De indieners spreken tevens over een toename van het aantal gezinnen met tweeverdieners en een toenemende arbeidsparticipatie van vrouwen. Aangezien het in de Nederlandse praktijk zeer vaak gaat om relatief kleine deeltijdbanen, zouden deze leden het op prijs stellen wanneer de indieners met een getalsmatige onderbouwing meer inzicht zouden geven in het aantal uren dat beide partners in Nederland gemiddeld werken. Hoe groot is de deeltijdfactor? Zou het niet juist zo kunnen zijn dat het toenemend aantal deeltijdbanen ervoor zorgt dat de door de indieners gesignaleerde problemen rond de ruime openingstijden in Nederland er eigenlijk niet of nauwelijks zijn? Graag zouden deze leden tevens een internationale vergelijking ontvangen van de verhouding van het aantal openingsuren, het aantal arbeidsuren en het voorkomen van deeltijdbanen in de omringende landen om op deze wijze het wetsvoorstel in een breder internationaal perspectief te kunnen beoordelen.

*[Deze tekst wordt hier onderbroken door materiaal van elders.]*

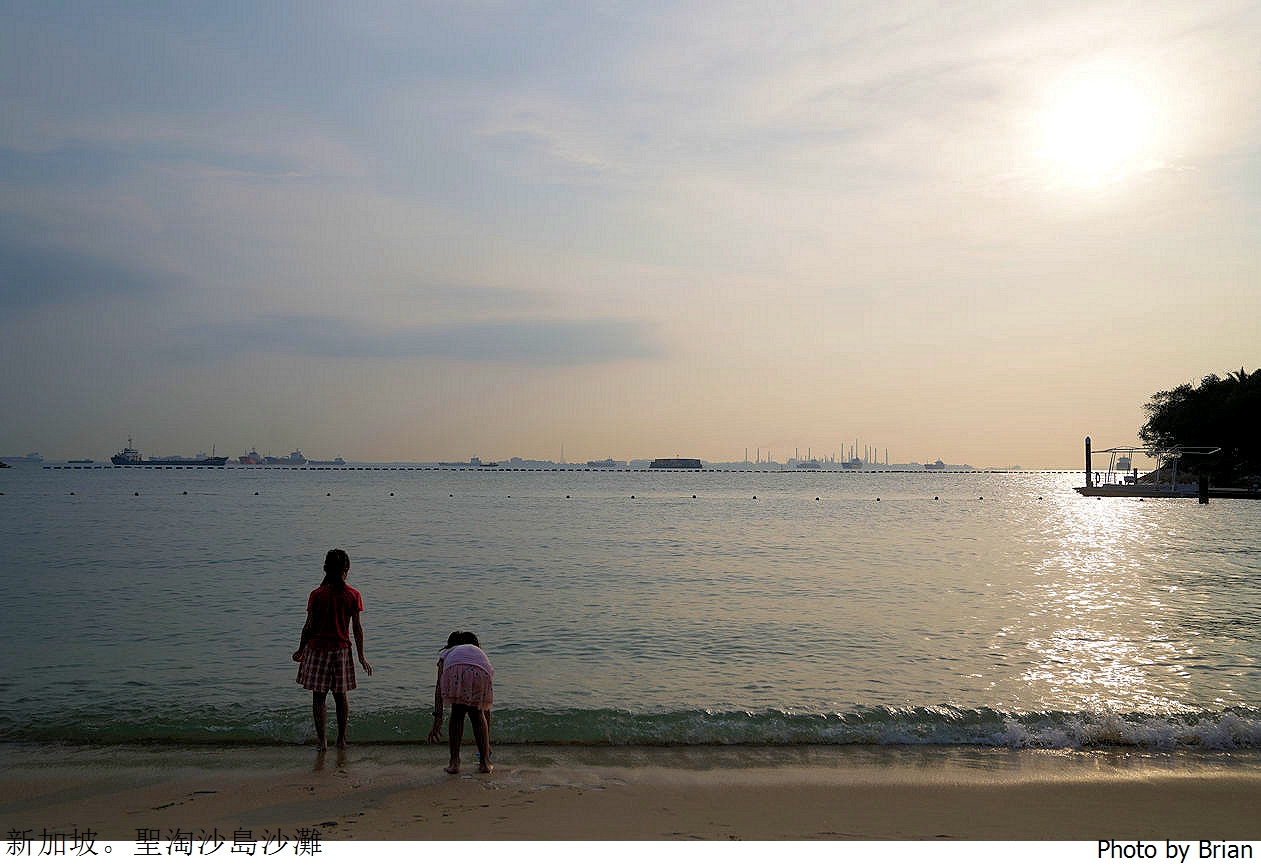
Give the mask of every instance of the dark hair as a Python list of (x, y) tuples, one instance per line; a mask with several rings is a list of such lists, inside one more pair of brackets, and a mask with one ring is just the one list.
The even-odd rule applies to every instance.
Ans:
[(350, 556), (340, 547), (334, 547), (324, 555), (323, 586), (346, 585), (346, 572), (350, 570)]
[(453, 646), (460, 646), (461, 644), (470, 644), (470, 643), (473, 646), (477, 646), (477, 647), (481, 646), (481, 643), (479, 643), (477, 640), (477, 635), (473, 634), (471, 631), (453, 631), (451, 632), (451, 634), (447, 635), (446, 648), (451, 649), (451, 647)]

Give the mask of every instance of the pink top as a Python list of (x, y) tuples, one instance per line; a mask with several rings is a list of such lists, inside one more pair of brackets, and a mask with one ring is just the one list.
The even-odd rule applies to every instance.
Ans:
[(481, 647), (471, 643), (462, 643), (444, 649), (438, 653), (438, 661), (443, 663), (443, 667), (472, 665), (475, 668), (481, 668), (492, 677), (495, 675), (495, 667), (490, 663), (490, 659), (486, 658), (486, 653), (482, 652)]

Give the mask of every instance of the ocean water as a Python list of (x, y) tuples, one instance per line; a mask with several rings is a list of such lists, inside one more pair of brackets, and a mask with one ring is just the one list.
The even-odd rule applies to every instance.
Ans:
[(437, 652), (500, 743), (1261, 748), (1261, 503), (1078, 474), (0, 471), (0, 741), (287, 744), (307, 594), (365, 599), (359, 742)]

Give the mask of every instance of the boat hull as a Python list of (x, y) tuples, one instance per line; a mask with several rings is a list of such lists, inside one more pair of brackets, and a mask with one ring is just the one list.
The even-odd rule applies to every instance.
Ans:
[(112, 457), (110, 462), (115, 466), (222, 466), (228, 462), (226, 457), (189, 457), (186, 460), (127, 460)]
[[(1141, 484), (1126, 484), (1125, 486), (1109, 484), (1098, 487), (1074, 487), (1073, 489), (1082, 496), (1107, 496), (1126, 499), (1197, 499), (1200, 495), (1197, 488), (1170, 490), (1167, 487), (1159, 489), (1144, 487)], [(1210, 487), (1208, 489), (1208, 498), (1261, 499), (1261, 490), (1245, 490), (1239, 487)]]

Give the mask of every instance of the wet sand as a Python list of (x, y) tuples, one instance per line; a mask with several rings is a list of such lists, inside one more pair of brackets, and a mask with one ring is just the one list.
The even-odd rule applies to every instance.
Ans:
[(890, 748), (0, 747), (8, 829), (135, 840), (1250, 839), (1261, 753)]

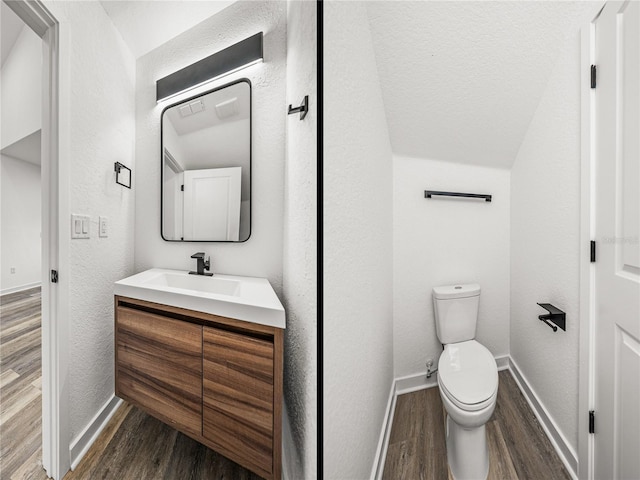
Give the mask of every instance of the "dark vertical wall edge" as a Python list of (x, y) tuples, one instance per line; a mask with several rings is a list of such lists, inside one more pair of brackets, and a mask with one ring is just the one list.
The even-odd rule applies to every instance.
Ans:
[[(318, 1), (317, 4), (317, 62), (318, 62), (318, 68), (317, 68), (317, 73), (318, 73), (318, 78), (317, 78), (317, 88), (318, 88), (318, 93), (317, 93), (317, 122), (318, 122), (318, 157), (316, 159), (317, 161), (317, 172), (318, 172), (318, 187), (317, 187), (317, 208), (318, 208), (318, 226), (317, 226), (317, 230), (318, 230), (318, 252), (317, 252), (317, 258), (318, 258), (318, 285), (317, 285), (317, 295), (318, 295), (318, 392), (317, 392), (317, 401), (318, 401), (318, 419), (317, 419), (317, 423), (316, 425), (319, 425), (320, 427), (318, 428), (318, 437), (319, 437), (319, 441), (318, 443), (320, 445), (324, 444), (323, 441), (323, 431), (322, 431), (322, 399), (324, 398), (323, 395), (323, 387), (324, 387), (324, 377), (323, 377), (323, 335), (324, 335), (324, 322), (323, 322), (323, 266), (324, 266), (324, 259), (323, 259), (323, 255), (322, 252), (324, 251), (324, 243), (323, 243), (323, 232), (322, 232), (322, 225), (323, 225), (323, 200), (324, 200), (324, 195), (323, 195), (323, 190), (324, 190), (324, 185), (323, 185), (323, 165), (324, 165), (324, 159), (323, 159), (323, 41), (324, 41), (324, 12), (323, 12), (323, 3), (322, 1)], [(323, 457), (322, 457), (322, 448), (318, 448), (316, 449), (316, 455), (317, 455), (317, 465), (318, 465), (318, 470), (319, 470), (319, 477), (322, 478), (322, 467), (323, 467)]]

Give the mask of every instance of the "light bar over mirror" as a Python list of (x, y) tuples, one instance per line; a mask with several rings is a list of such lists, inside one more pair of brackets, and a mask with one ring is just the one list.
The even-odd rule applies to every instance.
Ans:
[(262, 32), (167, 75), (156, 82), (156, 101), (261, 62)]

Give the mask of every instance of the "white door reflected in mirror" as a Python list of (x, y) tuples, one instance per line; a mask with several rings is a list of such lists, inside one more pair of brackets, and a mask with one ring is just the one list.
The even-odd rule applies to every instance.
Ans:
[(238, 241), (241, 173), (241, 167), (184, 172), (185, 240)]

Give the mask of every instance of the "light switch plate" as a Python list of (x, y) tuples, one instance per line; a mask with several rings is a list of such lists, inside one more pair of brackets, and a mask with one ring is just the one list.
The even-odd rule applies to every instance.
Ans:
[(100, 217), (100, 221), (98, 223), (98, 235), (100, 237), (109, 236), (109, 219), (107, 217)]
[(71, 214), (71, 238), (91, 238), (91, 217)]

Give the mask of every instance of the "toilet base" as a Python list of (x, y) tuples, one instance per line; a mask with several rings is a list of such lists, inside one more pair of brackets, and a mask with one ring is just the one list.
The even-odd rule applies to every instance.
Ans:
[(489, 450), (484, 424), (464, 428), (447, 415), (447, 461), (455, 480), (486, 480)]

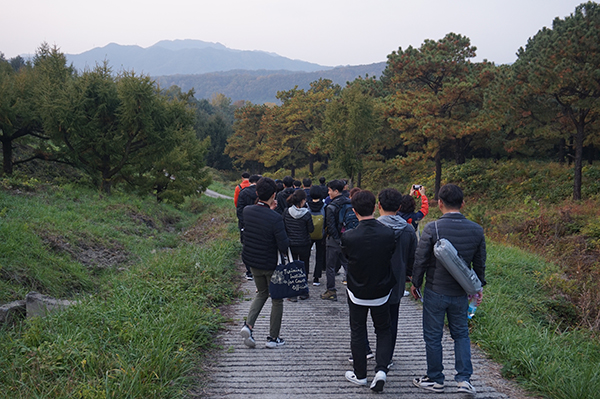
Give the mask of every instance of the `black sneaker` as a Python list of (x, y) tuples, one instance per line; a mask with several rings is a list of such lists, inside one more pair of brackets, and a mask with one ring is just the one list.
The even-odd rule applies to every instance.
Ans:
[(375, 374), (375, 378), (373, 378), (373, 382), (371, 382), (371, 389), (375, 392), (383, 391), (383, 386), (385, 385), (387, 375), (385, 371), (379, 370), (377, 374)]
[(433, 380), (430, 380), (429, 377), (421, 377), (415, 378), (413, 380), (413, 385), (418, 388), (427, 389), (429, 391), (442, 393), (444, 392), (444, 384), (439, 384)]
[(254, 277), (252, 276), (252, 273), (246, 273), (246, 280), (248, 280), (248, 281), (254, 280)]
[(273, 349), (273, 348), (277, 348), (278, 346), (281, 345), (285, 345), (285, 341), (280, 338), (271, 338), (271, 337), (267, 337), (267, 343), (265, 344), (265, 346), (269, 349)]

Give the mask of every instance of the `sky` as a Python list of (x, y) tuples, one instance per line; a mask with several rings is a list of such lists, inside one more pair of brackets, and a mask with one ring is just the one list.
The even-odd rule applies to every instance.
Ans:
[(0, 52), (32, 54), (42, 42), (79, 54), (109, 43), (150, 47), (196, 39), (324, 66), (386, 61), (454, 32), (474, 61), (512, 63), (519, 47), (573, 0), (2, 0)]

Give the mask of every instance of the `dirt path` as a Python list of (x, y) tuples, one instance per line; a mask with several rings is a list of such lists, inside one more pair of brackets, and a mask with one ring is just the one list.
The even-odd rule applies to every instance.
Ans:
[[(240, 269), (241, 270), (241, 269)], [(264, 346), (268, 334), (270, 301), (267, 301), (254, 327), (255, 349), (244, 346), (239, 331), (255, 295), (254, 283), (244, 282), (243, 300), (232, 306), (232, 321), (218, 338), (221, 349), (212, 359), (206, 385), (197, 397), (209, 398), (364, 398), (377, 395), (370, 389), (346, 381), (344, 373), (352, 370), (348, 305), (344, 286), (338, 277), (338, 301), (319, 298), (324, 286), (311, 285), (310, 299), (285, 301), (281, 336), (286, 344), (278, 349)], [(402, 299), (395, 366), (387, 376), (383, 395), (394, 398), (468, 398), (456, 392), (454, 382), (453, 342), (444, 334), (446, 392), (436, 394), (415, 388), (411, 381), (425, 374), (425, 344), (422, 338), (421, 306), (408, 297)], [(369, 337), (375, 335), (369, 325)], [(369, 381), (375, 363), (369, 360)], [(476, 398), (525, 398), (511, 382), (503, 380), (499, 366), (473, 347), (475, 373), (471, 382)]]

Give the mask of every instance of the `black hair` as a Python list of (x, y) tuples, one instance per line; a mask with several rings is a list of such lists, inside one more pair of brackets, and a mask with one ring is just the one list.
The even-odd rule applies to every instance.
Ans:
[(463, 191), (454, 184), (445, 184), (438, 192), (438, 198), (442, 200), (446, 208), (460, 209), (465, 199)]
[(375, 196), (369, 190), (362, 190), (352, 196), (352, 208), (360, 216), (370, 216), (375, 212)]
[(275, 180), (275, 186), (277, 187), (277, 192), (283, 191), (283, 182), (281, 180)]
[(286, 176), (282, 180), (283, 185), (286, 187), (292, 187), (294, 185), (294, 178), (292, 176)]
[(321, 199), (323, 198), (323, 191), (318, 186), (312, 186), (309, 191), (310, 198), (312, 199)]
[(342, 191), (344, 191), (344, 182), (341, 180), (332, 180), (329, 183), (327, 183), (327, 187), (329, 187), (330, 189), (332, 189), (333, 191), (339, 191), (340, 193)]
[(325, 184), (325, 178), (323, 176), (319, 177), (319, 183)]
[(248, 181), (250, 183), (256, 183), (257, 181), (260, 180), (261, 177), (262, 177), (261, 175), (252, 175), (252, 176), (250, 176), (250, 178), (248, 179)]
[(413, 213), (417, 203), (412, 195), (406, 194), (402, 196), (402, 200), (400, 201), (400, 212), (402, 213)]
[(275, 194), (275, 190), (277, 186), (271, 178), (261, 177), (256, 183), (256, 195), (261, 201), (268, 201)]
[(402, 205), (402, 194), (395, 188), (386, 188), (379, 193), (379, 204), (386, 212), (398, 212)]
[(302, 200), (306, 199), (306, 192), (304, 190), (296, 190), (289, 197), (287, 197), (287, 203), (292, 206), (300, 206)]
[(310, 187), (312, 186), (312, 180), (310, 180), (309, 178), (302, 179), (302, 185), (304, 187)]
[(294, 180), (294, 187), (300, 187), (302, 182), (300, 180)]
[(250, 177), (250, 173), (248, 173), (248, 172), (242, 173), (242, 179), (247, 179), (249, 177)]

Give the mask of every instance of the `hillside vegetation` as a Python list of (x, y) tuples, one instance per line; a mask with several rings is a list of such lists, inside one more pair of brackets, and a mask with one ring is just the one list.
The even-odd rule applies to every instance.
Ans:
[(231, 209), (12, 183), (0, 190), (0, 303), (36, 290), (79, 304), (0, 326), (0, 396), (186, 396), (218, 307), (238, 295)]

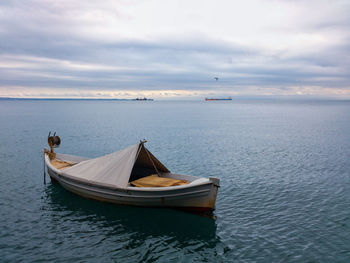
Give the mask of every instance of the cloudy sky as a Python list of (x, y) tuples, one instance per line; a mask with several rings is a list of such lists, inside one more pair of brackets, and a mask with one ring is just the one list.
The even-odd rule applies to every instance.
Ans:
[(350, 98), (349, 14), (348, 0), (1, 0), (0, 97)]

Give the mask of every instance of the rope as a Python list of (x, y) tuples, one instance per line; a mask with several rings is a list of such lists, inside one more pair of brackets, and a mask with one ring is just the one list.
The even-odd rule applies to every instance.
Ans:
[(45, 163), (45, 151), (44, 151), (44, 184), (46, 184), (46, 163)]
[[(142, 144), (142, 146), (143, 146), (143, 144)], [(148, 153), (148, 150), (146, 149), (146, 147), (144, 147), (144, 148), (145, 148), (145, 151), (146, 151), (146, 153), (147, 153), (147, 155), (148, 155), (148, 158), (150, 159), (150, 161), (151, 161), (151, 163), (152, 163), (154, 169), (156, 170), (158, 176), (160, 176), (160, 173), (158, 172), (158, 169), (157, 169), (156, 165), (154, 164), (154, 162), (153, 162), (153, 160), (152, 160), (152, 157), (151, 157), (150, 154)]]

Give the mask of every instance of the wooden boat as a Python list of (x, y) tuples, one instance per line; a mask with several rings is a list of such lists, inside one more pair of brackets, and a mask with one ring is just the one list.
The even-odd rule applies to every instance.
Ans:
[(51, 152), (45, 150), (45, 165), (52, 181), (86, 198), (132, 206), (215, 209), (218, 178), (171, 173), (144, 143), (94, 159), (54, 153), (51, 144)]

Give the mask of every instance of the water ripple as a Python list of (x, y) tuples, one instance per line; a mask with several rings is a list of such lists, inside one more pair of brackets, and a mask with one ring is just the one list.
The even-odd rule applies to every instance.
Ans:
[[(5, 262), (350, 260), (349, 104), (13, 101), (0, 122)], [(61, 152), (94, 157), (147, 138), (172, 171), (219, 177), (214, 219), (44, 186), (52, 129)]]

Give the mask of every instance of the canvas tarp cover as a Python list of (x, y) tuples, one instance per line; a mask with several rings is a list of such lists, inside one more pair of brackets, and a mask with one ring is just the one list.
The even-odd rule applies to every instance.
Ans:
[(62, 173), (65, 176), (82, 179), (90, 183), (126, 188), (134, 165), (138, 163), (148, 167), (153, 165), (152, 161), (149, 158), (147, 160), (145, 156), (151, 157), (158, 170), (169, 172), (143, 144), (136, 144), (118, 152), (80, 162), (65, 169)]

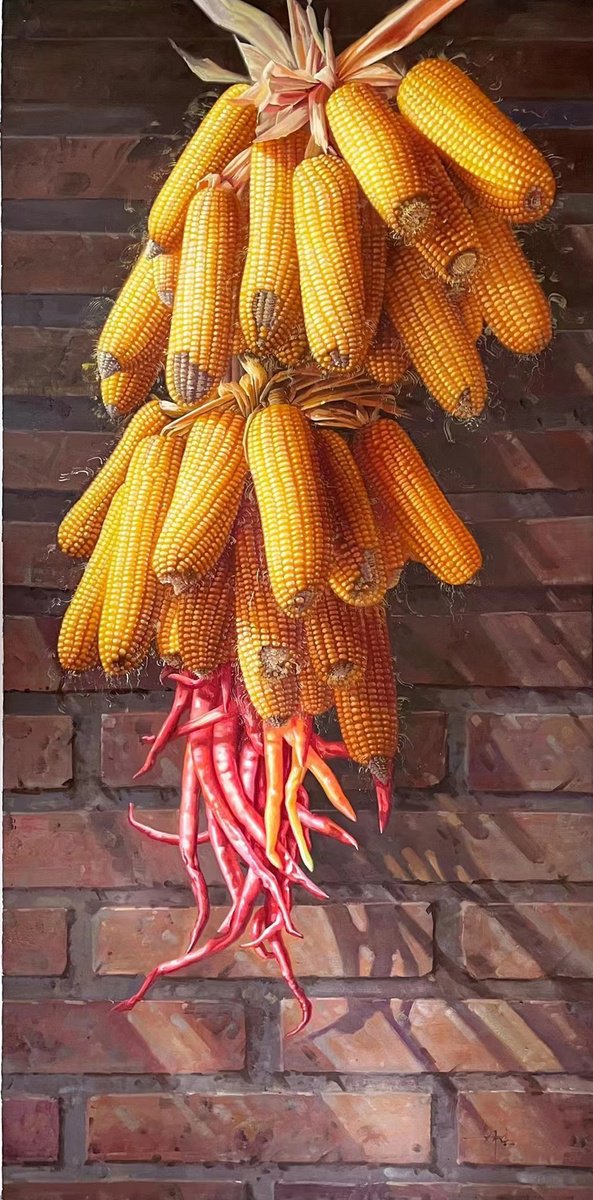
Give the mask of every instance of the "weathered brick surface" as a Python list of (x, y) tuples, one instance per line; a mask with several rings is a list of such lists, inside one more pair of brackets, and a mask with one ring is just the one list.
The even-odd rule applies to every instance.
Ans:
[(56, 526), (9, 521), (4, 526), (4, 582), (8, 586), (56, 588), (78, 583), (82, 566), (56, 545)]
[(2, 1106), (6, 1163), (53, 1163), (58, 1158), (58, 1101), (47, 1096), (7, 1096)]
[[(326, 1091), (94, 1096), (91, 1162), (425, 1163), (430, 1096)], [(131, 1136), (131, 1130), (134, 1134)]]
[(114, 1016), (109, 1002), (7, 1001), (6, 1070), (15, 1074), (200, 1074), (240, 1071), (241, 1006), (147, 1000)]
[[(285, 1032), (297, 1017), (283, 1002)], [(311, 1024), (284, 1042), (293, 1071), (405, 1075), (541, 1074), (593, 1065), (593, 1005), (560, 1001), (316, 999)]]
[(71, 717), (4, 720), (4, 786), (9, 791), (65, 788), (72, 779)]
[(552, 587), (593, 583), (593, 519), (535, 517), (484, 521), (474, 529), (484, 558), (482, 585)]
[(468, 783), (486, 792), (591, 792), (593, 717), (474, 713)]
[[(274, 1196), (276, 1200), (319, 1200), (319, 1184), (278, 1183)], [(20, 1195), (14, 1200), (21, 1200)], [(30, 1198), (25, 1196), (23, 1200)], [(62, 1200), (61, 1196), (58, 1200)], [(95, 1197), (89, 1195), (89, 1200)], [(545, 1183), (330, 1184), (323, 1188), (323, 1200), (593, 1200), (593, 1188), (578, 1184), (568, 1188), (548, 1187)]]
[[(175, 830), (173, 811), (151, 810), (142, 817)], [(132, 829), (123, 812), (12, 813), (6, 818), (4, 853), (8, 887), (150, 887), (186, 881), (176, 848)], [(212, 877), (209, 847), (203, 857)]]
[(4, 242), (7, 292), (111, 292), (134, 261), (133, 239), (122, 233), (10, 231)]
[(82, 492), (108, 457), (114, 440), (109, 433), (8, 429), (4, 435), (4, 486), (19, 492)]
[(593, 1096), (569, 1091), (465, 1092), (459, 1162), (593, 1166)]
[[(96, 375), (82, 370), (81, 364), (92, 362), (96, 337), (90, 329), (9, 327), (4, 335), (4, 387), (8, 395), (92, 395), (97, 390)], [(7, 436), (14, 441), (14, 433)], [(64, 441), (68, 443), (72, 436), (76, 437), (67, 434)]]
[[(135, 780), (146, 757), (142, 738), (155, 733), (162, 712), (106, 713), (101, 719), (101, 775), (109, 787), (177, 787), (183, 747), (171, 742), (150, 778)], [(403, 722), (404, 741), (398, 757), (396, 787), (434, 787), (447, 769), (447, 718), (441, 712), (411, 712)]]
[[(213, 910), (213, 933), (225, 909)], [(94, 927), (94, 968), (102, 975), (134, 975), (187, 944), (190, 909), (105, 908)], [(290, 950), (297, 975), (378, 978), (426, 975), (432, 967), (432, 915), (426, 904), (331, 904), (295, 908), (303, 938)], [(198, 978), (276, 979), (277, 968), (253, 951), (235, 947), (197, 963), (183, 975)]]
[[(143, 1179), (140, 1183), (7, 1183), (4, 1196), (6, 1200), (244, 1200), (244, 1189), (241, 1183), (230, 1180), (178, 1183), (167, 1177), (166, 1182)], [(549, 1200), (564, 1200), (564, 1197), (558, 1194)], [(576, 1200), (581, 1200), (580, 1194)], [(582, 1200), (588, 1197), (583, 1196)]]
[(475, 979), (591, 978), (590, 904), (464, 904), (462, 953)]
[(68, 909), (4, 909), (4, 973), (62, 975), (68, 963)]
[(152, 137), (7, 138), (5, 198), (143, 200), (170, 144)]

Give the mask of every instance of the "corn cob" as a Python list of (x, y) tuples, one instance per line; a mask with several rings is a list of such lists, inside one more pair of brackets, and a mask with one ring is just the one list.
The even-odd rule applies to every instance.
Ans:
[(302, 616), (327, 583), (330, 555), (311, 425), (294, 405), (272, 403), (250, 419), (245, 441), (272, 591)]
[(222, 379), (235, 308), (239, 207), (230, 184), (209, 177), (191, 201), (167, 350), (167, 387), (196, 404)]
[(159, 350), (154, 358), (140, 359), (125, 371), (101, 380), (101, 399), (110, 416), (125, 416), (144, 403), (158, 375), (161, 357)]
[(328, 371), (355, 371), (365, 351), (364, 285), (356, 180), (339, 158), (296, 168), (294, 222), (305, 329)]
[(515, 354), (538, 354), (552, 337), (550, 305), (506, 221), (475, 207), (483, 245), (482, 269), (472, 281), (486, 324)]
[(169, 254), (157, 254), (152, 260), (154, 286), (161, 304), (173, 308), (177, 280), (179, 278), (179, 260), (181, 246), (171, 250)]
[(477, 342), (484, 328), (484, 318), (475, 289), (464, 288), (451, 291), (450, 298), (463, 321), (468, 337), (472, 342)]
[(124, 283), (99, 335), (97, 368), (108, 379), (132, 363), (158, 363), (167, 342), (171, 310), (154, 284), (152, 263), (138, 259)]
[(416, 239), (415, 246), (440, 279), (445, 283), (458, 283), (473, 275), (480, 261), (476, 226), (430, 142), (413, 126), (410, 126), (410, 132), (425, 164), (433, 205), (432, 219)]
[(385, 573), (387, 575), (387, 587), (397, 587), (401, 573), (410, 556), (402, 530), (399, 525), (396, 525), (393, 514), (390, 521), (385, 521), (381, 524), (381, 536), (383, 540), (383, 558), (385, 561)]
[(234, 548), (204, 579), (177, 598), (181, 658), (187, 671), (210, 675), (235, 656)]
[(179, 597), (173, 588), (163, 588), (162, 604), (156, 631), (158, 657), (171, 666), (181, 666)]
[(368, 347), (377, 333), (377, 325), (383, 307), (387, 228), (377, 210), (364, 197), (361, 205), (361, 249), (366, 344)]
[(305, 624), (313, 670), (336, 691), (351, 687), (366, 668), (364, 625), (356, 609), (332, 591), (323, 593)]
[(107, 462), (76, 504), (66, 513), (58, 529), (58, 545), (64, 554), (88, 558), (105, 520), (109, 505), (127, 474), (136, 446), (167, 424), (158, 400), (149, 400), (126, 426)]
[(364, 83), (332, 92), (327, 119), (340, 154), (385, 224), (413, 242), (431, 214), (430, 187), (405, 121)]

Bij de behandeling van de gevolgen van het wetsvoorstel voor werknemers en werkgevers missen deze leden de aandacht voor diverse relevante categorieën. Kunnen de indieners een inschatting maken van de (economische) gevolgen van het wetsvoorstel voor kleine ondernemers die om allerlei redenen hechten aan een vrije zondag? Kennen zij de klacht van tal van kleine ondernemers dat zij helemaal niet zitten te wachten op extra koopzondagen, maar dat zij door enorme concurrentie door grootwinkelbedrijven min of meer gedwongen worden om de keuze te maken tussen gedwongen op zondag open zijn of hun bedrijf sluiten?

Ook zouden deze leden graag inzicht ontvangen in de cijfers ten aanzien van daling van het aantal kleine ondernemers in de achterliggende veertien jaar.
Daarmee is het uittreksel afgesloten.